La verdad es que muchas veces emprender no significa soltar todo lo demás. Seguimos con otros trabajos, cumpliendo múltiples roles, y en medio de todo eso dejamos en segundo plano lo más importante: nuestro bienestar físico, mental y emocional.
Existe un mito muy instalado: que al emprender “se trabaja menos”. Pero la realidad es otra. Cuando trabajas para ti, las exigencias aumentan. Descansas menos porque quieres que a tu negocio le vaya bien. Si estás comenzando, probablemente lo haces todo sola (o con una persona más), y eso puede ser abrumador y agotador.
Y aquí aparece la gran pregunta:
¿Cómo puedo cuidar de mi salud física, emocional, social y psicológica mientras emprendo?
Desde la psicología, entendemos el autocuidado como el conjunto de acciones conscientes que nos ayudan a mantenernos en equilibrio y funcionando de manera saludable. No es egoísmo. No es flojera. Es una herramienta de prevención y bienestar.
El autocuidado nos permite sostener nuestros proyectos sin agotarnos en el intento. Ayuda a que el estrés y la ansiedad aparezcan solo cuando realmente los necesitamos (sí, a veces el estrés es útil), y no de forma constante y paralizante.
Existen distintos tipos de autocuidado que, idealmente, debiéramos cultivar como un sistema interconectado:
– Físico: sueño, alimentación, movimiento.

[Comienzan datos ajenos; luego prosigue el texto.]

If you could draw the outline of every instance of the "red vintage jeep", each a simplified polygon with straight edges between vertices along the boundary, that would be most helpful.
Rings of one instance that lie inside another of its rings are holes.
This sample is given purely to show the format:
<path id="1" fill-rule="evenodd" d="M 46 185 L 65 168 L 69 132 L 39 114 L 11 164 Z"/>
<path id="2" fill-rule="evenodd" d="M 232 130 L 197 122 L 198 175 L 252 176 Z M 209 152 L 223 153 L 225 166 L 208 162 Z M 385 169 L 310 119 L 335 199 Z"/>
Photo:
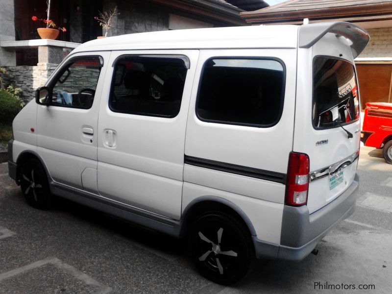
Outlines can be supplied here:
<path id="1" fill-rule="evenodd" d="M 392 103 L 367 103 L 361 141 L 365 146 L 382 148 L 385 161 L 392 164 Z"/>

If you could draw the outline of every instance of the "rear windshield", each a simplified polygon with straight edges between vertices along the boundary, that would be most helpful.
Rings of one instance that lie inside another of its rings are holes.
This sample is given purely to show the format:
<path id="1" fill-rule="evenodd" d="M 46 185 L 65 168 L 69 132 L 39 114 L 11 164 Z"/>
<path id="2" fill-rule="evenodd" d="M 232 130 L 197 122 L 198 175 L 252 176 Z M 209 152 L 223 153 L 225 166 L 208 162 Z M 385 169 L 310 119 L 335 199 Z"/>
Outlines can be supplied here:
<path id="1" fill-rule="evenodd" d="M 313 126 L 338 127 L 359 118 L 354 66 L 347 61 L 318 57 L 313 62 Z"/>

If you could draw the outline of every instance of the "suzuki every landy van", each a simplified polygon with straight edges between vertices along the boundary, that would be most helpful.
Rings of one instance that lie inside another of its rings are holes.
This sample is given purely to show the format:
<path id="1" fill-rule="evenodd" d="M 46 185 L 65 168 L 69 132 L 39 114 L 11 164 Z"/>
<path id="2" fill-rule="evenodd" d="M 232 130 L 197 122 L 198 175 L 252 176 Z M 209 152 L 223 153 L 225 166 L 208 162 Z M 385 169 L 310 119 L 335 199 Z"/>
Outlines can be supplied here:
<path id="1" fill-rule="evenodd" d="M 15 119 L 9 174 L 176 237 L 201 274 L 304 258 L 354 211 L 360 145 L 344 22 L 163 31 L 84 43 Z"/>

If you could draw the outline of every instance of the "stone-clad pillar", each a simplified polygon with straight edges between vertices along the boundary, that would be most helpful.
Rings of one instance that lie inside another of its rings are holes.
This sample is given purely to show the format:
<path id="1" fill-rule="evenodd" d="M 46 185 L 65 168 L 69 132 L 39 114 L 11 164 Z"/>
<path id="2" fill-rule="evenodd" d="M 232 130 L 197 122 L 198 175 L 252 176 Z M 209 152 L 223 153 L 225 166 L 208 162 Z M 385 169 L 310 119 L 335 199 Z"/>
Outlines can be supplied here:
<path id="1" fill-rule="evenodd" d="M 15 41 L 14 0 L 0 0 L 0 42 Z M 0 47 L 0 66 L 14 66 L 16 63 L 15 50 Z"/>

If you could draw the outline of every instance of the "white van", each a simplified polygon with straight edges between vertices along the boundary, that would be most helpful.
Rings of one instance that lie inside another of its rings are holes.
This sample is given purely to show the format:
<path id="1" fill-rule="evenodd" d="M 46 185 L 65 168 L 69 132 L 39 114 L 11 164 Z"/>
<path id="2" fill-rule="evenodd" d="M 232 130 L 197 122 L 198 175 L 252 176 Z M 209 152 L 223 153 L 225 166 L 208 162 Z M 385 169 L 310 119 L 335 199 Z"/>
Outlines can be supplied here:
<path id="1" fill-rule="evenodd" d="M 360 145 L 344 22 L 162 31 L 84 43 L 15 119 L 9 174 L 189 238 L 207 278 L 299 260 L 354 210 Z"/>

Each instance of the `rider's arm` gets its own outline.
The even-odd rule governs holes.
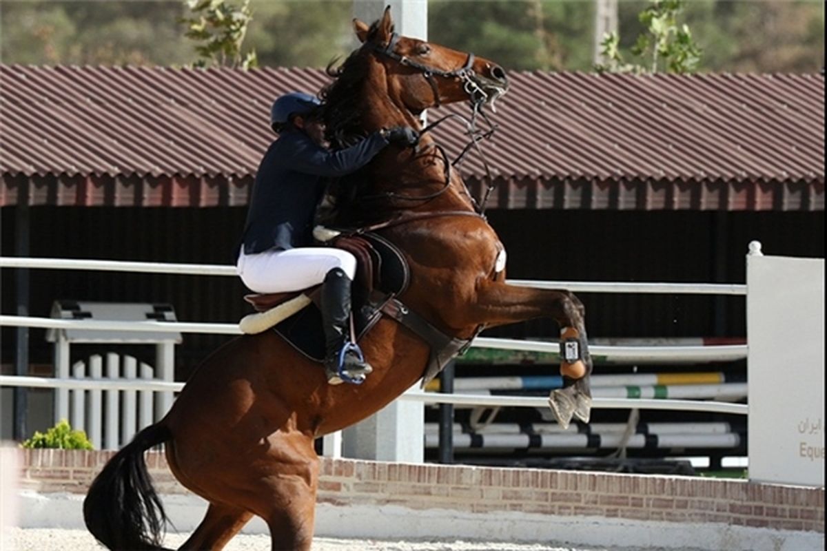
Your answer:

– Emocional: reconocer cómo estás, validar lo que sientes.
– Mental: establecer límites, descansar de las pantallas, priorizar lo importante.
– Social: buscar apoyo, conversar, conectar con redes que te sostengan.
– Espiritual: volver a lo que te da sentido.
– Ambiental: rodearte de un entorno que te calme y te inspire.
¿Por dónde empezar?
Comienza con una pregunta sencilla, pero poderosa:
¿Qué necesito hoy?
Haz de esta frase tu nuevo mantra. Te ayudará a reconectar contigo y con lo que estás necesitando, más allá de las exigencias externas.
Además, te comparto algunas claves prácticas de autocuidado:
– Cuida tus hábitos básicos: el sueño, la alimentación, el movimiento y tus vínculos sociales son el “mínimo vital”.
– Pon límites con tu tiempo: establece una rutina y horarios reales, no sostenidos por la autoexigencia.
– Incorpora descansos:
Pasivo: dormir, estar en quietud.
Activo: leer por placer, aprender algo nuevo, resolver crucigramas.
Te invito a que empieces a realizar la pregunta: ¿Qué necesito?
Y a que puedas hacer, aunque sea un gesto pequeño, para darte eso que estás necesitando.
Porque cuando tú funcionas bien, tu emprendimiento también florece.